The feral code had consumed the entire memory core and processing arrays and the first touch of power leapt from the repair machine and into 571's systems. It shed smaller ones that bayed and howled with glee as they chased electronic warnings. The larger one smashed and ripped its way into 571's arrays, leaping upon one of the analytical arrays, chewing and smashing through the firewalls.

By the time 571 managed to get a repair bot near enough to physically separate all the linkages and destroy the array, the supercoolant had nearly boiled away and the larger chunk of feral code had damaged a great amount of systems and code.

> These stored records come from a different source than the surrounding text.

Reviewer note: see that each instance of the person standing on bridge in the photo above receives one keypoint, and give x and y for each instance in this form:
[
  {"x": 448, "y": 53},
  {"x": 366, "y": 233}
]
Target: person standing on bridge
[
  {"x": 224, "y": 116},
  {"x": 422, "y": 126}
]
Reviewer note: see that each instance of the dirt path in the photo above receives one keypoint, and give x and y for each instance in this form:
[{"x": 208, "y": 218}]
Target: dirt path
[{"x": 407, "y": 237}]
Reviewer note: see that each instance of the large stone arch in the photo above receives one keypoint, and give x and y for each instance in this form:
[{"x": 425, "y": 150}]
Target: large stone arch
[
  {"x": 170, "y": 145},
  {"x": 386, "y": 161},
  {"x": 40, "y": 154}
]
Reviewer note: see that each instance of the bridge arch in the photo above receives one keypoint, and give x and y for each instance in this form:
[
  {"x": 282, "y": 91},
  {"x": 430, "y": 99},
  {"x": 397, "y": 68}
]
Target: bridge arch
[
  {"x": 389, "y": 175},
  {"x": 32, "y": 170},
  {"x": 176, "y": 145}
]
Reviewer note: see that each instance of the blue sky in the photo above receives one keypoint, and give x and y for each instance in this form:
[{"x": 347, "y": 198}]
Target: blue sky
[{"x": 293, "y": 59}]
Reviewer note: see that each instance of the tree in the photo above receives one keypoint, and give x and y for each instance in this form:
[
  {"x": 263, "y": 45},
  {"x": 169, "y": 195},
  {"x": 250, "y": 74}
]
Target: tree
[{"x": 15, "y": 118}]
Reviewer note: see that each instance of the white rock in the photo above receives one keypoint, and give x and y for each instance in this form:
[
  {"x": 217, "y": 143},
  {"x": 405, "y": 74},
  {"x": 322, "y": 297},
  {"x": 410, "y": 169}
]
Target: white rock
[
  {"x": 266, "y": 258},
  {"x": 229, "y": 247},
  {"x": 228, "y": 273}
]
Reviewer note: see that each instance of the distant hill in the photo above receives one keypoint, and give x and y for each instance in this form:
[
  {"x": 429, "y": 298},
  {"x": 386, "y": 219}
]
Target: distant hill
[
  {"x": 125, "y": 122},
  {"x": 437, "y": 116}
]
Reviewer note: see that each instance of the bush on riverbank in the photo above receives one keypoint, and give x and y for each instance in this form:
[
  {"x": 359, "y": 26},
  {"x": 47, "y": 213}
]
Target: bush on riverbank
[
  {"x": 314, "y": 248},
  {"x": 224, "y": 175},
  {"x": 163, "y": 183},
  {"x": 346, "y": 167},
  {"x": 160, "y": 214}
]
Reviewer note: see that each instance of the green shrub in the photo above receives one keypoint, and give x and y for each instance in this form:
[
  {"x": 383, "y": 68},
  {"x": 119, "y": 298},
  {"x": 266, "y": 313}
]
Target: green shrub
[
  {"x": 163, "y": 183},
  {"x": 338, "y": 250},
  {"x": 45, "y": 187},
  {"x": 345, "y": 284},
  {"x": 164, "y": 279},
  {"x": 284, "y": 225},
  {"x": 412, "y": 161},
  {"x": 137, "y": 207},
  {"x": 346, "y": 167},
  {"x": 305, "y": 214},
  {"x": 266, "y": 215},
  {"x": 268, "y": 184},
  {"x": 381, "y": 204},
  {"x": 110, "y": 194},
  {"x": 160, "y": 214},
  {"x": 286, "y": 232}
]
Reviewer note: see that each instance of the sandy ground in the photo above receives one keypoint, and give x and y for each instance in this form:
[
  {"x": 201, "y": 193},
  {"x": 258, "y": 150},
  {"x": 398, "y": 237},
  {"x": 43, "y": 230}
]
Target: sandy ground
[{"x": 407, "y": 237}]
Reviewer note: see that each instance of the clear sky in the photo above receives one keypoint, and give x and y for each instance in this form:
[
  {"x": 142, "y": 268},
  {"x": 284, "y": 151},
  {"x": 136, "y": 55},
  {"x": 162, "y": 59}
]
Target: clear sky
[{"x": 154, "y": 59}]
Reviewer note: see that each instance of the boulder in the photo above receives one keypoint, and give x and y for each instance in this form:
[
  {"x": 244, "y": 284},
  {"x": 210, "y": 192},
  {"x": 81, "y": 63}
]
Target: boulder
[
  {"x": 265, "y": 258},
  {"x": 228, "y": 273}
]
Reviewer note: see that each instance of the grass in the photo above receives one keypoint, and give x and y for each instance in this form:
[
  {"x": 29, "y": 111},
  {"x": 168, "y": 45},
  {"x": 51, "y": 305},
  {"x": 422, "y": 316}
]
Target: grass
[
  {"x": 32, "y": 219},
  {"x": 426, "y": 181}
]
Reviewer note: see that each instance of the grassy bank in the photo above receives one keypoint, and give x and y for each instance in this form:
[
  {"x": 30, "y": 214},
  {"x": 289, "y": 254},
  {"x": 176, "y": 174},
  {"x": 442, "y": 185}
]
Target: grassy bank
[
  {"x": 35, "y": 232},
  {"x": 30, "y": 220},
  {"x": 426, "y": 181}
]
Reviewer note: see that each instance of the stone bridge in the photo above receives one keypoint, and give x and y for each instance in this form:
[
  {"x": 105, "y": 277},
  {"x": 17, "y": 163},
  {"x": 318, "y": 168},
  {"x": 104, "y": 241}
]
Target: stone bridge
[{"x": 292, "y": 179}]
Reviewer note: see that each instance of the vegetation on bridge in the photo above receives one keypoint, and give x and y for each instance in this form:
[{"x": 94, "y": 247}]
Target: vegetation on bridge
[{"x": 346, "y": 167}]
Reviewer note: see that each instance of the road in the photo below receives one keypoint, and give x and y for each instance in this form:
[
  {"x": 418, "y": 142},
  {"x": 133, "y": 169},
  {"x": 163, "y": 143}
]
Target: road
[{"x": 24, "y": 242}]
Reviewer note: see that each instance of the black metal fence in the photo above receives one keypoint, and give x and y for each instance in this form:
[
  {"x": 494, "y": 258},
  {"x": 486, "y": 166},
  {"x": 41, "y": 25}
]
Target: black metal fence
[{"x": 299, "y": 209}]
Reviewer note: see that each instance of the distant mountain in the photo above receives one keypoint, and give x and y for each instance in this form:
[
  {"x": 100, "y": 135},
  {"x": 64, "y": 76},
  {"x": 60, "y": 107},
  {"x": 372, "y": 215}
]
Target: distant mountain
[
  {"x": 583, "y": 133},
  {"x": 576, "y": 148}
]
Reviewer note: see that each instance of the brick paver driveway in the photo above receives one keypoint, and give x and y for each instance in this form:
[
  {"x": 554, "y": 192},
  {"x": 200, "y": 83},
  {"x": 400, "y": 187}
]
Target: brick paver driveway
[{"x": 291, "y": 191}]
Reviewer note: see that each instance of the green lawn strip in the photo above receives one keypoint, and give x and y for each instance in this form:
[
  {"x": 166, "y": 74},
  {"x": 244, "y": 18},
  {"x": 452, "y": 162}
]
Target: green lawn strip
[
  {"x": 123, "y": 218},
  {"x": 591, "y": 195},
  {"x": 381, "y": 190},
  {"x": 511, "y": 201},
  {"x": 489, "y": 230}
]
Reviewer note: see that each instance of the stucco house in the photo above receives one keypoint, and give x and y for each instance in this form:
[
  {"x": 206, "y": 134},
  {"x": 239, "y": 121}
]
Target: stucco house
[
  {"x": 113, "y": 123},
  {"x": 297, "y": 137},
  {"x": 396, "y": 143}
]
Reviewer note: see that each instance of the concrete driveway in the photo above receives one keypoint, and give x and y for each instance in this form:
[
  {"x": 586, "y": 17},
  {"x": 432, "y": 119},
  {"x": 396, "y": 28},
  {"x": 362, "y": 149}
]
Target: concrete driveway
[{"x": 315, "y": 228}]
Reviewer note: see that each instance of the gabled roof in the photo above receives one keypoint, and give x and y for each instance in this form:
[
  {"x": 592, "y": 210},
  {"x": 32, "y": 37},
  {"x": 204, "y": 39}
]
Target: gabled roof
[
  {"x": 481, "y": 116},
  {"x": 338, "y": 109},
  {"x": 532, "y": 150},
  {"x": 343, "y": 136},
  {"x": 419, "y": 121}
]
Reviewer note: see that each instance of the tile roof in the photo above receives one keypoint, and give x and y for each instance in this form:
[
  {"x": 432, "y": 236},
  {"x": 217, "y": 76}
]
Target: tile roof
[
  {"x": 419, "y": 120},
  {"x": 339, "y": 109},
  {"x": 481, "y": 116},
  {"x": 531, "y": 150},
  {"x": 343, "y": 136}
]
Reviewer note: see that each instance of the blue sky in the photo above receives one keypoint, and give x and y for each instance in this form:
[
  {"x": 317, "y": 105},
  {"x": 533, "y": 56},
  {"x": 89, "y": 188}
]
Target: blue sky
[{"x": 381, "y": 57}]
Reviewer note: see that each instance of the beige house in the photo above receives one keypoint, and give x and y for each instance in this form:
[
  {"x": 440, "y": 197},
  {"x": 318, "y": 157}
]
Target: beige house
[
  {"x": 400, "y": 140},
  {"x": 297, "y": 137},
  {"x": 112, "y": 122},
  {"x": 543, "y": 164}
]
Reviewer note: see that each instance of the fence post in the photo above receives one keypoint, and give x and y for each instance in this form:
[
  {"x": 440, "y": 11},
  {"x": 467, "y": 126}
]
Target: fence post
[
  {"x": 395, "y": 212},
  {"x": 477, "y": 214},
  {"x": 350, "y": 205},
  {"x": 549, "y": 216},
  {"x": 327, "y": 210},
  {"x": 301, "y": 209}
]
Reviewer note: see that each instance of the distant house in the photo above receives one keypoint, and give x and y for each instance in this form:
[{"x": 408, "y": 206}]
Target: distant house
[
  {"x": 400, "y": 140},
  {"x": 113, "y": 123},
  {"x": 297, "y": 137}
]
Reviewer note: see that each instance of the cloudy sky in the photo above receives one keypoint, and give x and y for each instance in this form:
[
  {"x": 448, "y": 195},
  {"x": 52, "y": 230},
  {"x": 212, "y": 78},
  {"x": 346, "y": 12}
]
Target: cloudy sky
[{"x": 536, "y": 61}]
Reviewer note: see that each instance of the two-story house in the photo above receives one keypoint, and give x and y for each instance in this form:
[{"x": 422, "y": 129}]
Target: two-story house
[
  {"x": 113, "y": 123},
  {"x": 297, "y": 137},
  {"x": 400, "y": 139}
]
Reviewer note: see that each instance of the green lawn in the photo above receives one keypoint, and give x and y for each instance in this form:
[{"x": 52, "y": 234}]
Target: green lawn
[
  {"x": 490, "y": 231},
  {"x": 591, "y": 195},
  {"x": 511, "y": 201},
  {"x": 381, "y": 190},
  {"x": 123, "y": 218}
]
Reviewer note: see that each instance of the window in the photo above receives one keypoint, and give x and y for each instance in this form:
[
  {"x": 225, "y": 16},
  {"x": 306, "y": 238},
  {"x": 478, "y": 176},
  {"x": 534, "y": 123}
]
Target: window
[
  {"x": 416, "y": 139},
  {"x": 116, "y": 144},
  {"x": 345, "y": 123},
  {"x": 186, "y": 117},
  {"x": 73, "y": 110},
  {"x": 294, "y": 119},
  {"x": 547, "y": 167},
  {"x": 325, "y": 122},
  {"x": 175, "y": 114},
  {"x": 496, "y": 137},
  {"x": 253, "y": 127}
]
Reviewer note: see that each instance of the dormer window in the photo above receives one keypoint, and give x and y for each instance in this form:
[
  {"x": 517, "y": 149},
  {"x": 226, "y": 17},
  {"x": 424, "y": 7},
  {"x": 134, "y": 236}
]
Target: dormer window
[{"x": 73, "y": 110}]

571 took several long decacycles to repair the damage and dumped the repair machine in a reclamation incinerator. During that time it rotated up lobes, built arrays, and finally loaded up an ancient template and fabricated the components needed.

It was and ancient design, used to scan the database of captured Enemy Builder computer banks. It would examine the spin and alignment of atomic particles to 'read' the computer data without applying power to the databanks, used to bypass firewalls and viruses and other protections.

The data-reader trundled into the Efreet, found a ground assault robot half-crushed under a thruster energy core, and scanned the machine's memory.

Immediately feral code leapt out, snarling, slashing, attacking. It overwhelmed the data-reader's mind, seizing control of the two lobed array, and began reading the data-reader's datastores even as it divided its array in half. One half to scan the datastores, the other to launch an assault upon 571.

571 detonated the antimatter charge, destroying the feral code and its machine.